Per essere illuminato su tali argomenti, Matthäus Schwarz, giovane e preparato contabile dei Függer, si recava nel 1514 in Italia e dopo i soggiorni a Milano e a Genova, entrambi per lui deludenti a motivo della constatata mancanza di maestri, a suo giudizio, "sufficienti" nella loro materia, nonché di uomini di commercio disponibili a non tenere per sé soli la pratica della partita doppia, approdava nel 1516 a Venezia che, di contro, si rivelava una tappa preziosa per la sua formazione. Qui, finalmente, egli imparava dal F. il modo di "compor le registrazioni", lo Schwarz non si esimeva però dal rilevare che il suo insegnante, alla fin fine, non era altresì dotato di più che mediocre "cultura". Anche Dominico Manzoni si giovava delle lezioni che il F. gli dava su questo argomento e nel suo esemplare Quaderno doppio..., registrava, in data 31 marzo 1540, nell'articolo di "giornale" n. 128, sui "dinari ... spesi ad imparar qualche virtude", proprio il pagamento di 6 ducati fatto "a maestro Antonio Maria Fior" per avergli insegnato "Abaco et Quaderno".
Dopo questa data non si hanno ulteriori notizie del Fior.

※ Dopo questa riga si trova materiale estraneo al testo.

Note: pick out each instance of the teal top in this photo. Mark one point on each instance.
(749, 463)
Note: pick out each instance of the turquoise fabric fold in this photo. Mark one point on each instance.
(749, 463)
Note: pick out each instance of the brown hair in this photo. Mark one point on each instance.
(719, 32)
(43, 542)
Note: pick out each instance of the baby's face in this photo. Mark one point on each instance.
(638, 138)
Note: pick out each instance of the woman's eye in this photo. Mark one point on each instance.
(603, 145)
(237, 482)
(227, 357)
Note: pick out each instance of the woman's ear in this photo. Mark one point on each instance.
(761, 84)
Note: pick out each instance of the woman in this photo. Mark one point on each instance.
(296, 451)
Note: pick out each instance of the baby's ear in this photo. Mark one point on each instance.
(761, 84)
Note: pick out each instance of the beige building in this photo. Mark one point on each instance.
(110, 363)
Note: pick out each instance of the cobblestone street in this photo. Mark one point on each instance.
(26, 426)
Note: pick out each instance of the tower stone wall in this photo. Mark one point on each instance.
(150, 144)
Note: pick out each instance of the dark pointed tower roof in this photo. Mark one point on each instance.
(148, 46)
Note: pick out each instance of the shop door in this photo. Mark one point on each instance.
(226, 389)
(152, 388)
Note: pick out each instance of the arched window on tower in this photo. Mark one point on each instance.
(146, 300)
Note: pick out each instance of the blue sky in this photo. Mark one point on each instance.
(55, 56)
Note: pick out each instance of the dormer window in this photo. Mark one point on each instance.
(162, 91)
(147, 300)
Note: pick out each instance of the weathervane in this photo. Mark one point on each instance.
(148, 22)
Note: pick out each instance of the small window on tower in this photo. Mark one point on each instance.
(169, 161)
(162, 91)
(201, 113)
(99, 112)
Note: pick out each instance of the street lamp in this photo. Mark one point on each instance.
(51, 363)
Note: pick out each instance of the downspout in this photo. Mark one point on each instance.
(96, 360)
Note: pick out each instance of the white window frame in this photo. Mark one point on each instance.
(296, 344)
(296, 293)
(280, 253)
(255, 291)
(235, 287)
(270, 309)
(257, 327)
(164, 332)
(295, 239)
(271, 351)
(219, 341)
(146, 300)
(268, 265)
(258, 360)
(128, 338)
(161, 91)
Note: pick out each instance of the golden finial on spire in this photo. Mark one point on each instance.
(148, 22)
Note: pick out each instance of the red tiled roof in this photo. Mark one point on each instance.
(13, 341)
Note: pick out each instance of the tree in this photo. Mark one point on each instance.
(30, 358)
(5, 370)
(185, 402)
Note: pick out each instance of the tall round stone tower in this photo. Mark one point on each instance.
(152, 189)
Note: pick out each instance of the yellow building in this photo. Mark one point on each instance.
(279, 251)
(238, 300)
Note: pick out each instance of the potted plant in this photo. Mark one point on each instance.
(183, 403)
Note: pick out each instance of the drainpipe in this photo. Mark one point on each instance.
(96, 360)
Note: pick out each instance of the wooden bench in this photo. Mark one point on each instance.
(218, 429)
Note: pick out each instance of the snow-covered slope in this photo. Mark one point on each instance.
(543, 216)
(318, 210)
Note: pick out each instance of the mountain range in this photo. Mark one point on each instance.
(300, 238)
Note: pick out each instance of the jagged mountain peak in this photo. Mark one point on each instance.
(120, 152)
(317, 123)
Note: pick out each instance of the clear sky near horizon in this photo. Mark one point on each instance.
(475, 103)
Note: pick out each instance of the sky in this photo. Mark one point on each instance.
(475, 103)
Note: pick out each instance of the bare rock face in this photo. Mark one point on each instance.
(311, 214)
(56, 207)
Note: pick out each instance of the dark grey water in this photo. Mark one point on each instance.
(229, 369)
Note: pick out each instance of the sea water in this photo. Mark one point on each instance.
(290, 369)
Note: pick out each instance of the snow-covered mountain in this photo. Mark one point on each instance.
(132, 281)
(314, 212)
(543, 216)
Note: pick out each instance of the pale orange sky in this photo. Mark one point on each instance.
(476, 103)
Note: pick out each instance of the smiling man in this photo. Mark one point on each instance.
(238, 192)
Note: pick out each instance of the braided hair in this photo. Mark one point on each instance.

Fonti e Bibl.: A tutt'oggi non si dispone di una bibliografia specifica sul F.: per le informazioni che lo riguardano occorrerà rifarsi in primo luogo alle testimonianze coeve di D. Manzoni (Quaderno doppio col suo giornale novamente composto, et diligentissimamente ordinato secondo il costume di Venetia, Vinegia 1540, rist. in Opere antiche di ragioneria, a cura di G. Massa, Milano 1911, pp. 100, 180), di M. Schwarz (Copia und Abschrift ab und von Matheus Schwartzen aigen Handschrift, was das Buchhalten sey; auch von dreierlay Buchhalten, so er inn seiner Jugent also selbst gestelt und gemacht hat, als im 1516. und 1518..., pubblicato da A. Weitnauer, Venezianischer Handel der Fugger nach der Musterbuchhaltung des Matthäus Schwarz, München-Leipzig 1931, pp. 174-34: specie, pp. 183 s., 236, 253 e, nel preposto saggio del Weitnauer, pp. 5 s. e l'importante bibliografia alle pp. XII-XVI), di G. Cardano (De libriis propriis et artis magnac sive de regulis algebraicis liber unus, in Opera omnia (Lugduni 1663), rist. a cura di A. Buck - F. Frommann (G. Holzboog), Stuttgart-Bad Canstatt 1966, I, pp. 66, 103; IV, pp. 222, 249), di N. Tartaglia (Quesiti et inventioni diverse, Brescia 1959, ff. 102v-103r, 106r-107v, 110r-111v, 113r-116r, 118r-119v, 124v) e di L. Ferrari - N. Tartaglia (Cartelli di sfida matematica, a cura di A. Masotti, Brescia 1974, pp. 27, 188). Sarà altresì utile la consultazione della bibliografia concernente la storia della equazione di terzo grado, reperibile sub voce dei suoi protagonisti principali, tra cui in particolare: M. Cantor, Vorlesungen über Geschichte der Matematik, Leipzig 1913, II, pp. 483 s., 486 s., 491, 495, 512 s.; A. Masotti, N. Tartaglia e i suoi quesiti, in Atti del Convegno di storia delle matematiche..., a cura di A. Masotti, Brescia 1962, p. 42; Id., Rarità tartagliane, ibid., p. 150. Ma, soprattutto, è preziosa la consultazione della bibliografla concernente la storia della ragioneria, tra cui: V. Alfieri, La partita doppia applicata alle scritture delle antiche aziende mercantili veneziane, Torino 1891, pp. 40-48; B. Penndorf, Geschichte der Buchhaltung in Deutschiand, Leipzig 1913, p. 48 ss.; F. Besta, La ragioneria, Milano 1922, III, pp. 341-391, 394 s.; ed ancora l'introduzione del trattato De computis et scripturis di L. Pacioli, Abhandlung über die Buchhaltung 1494, Stuttgart 1933, pp. 72 s., 77 ss.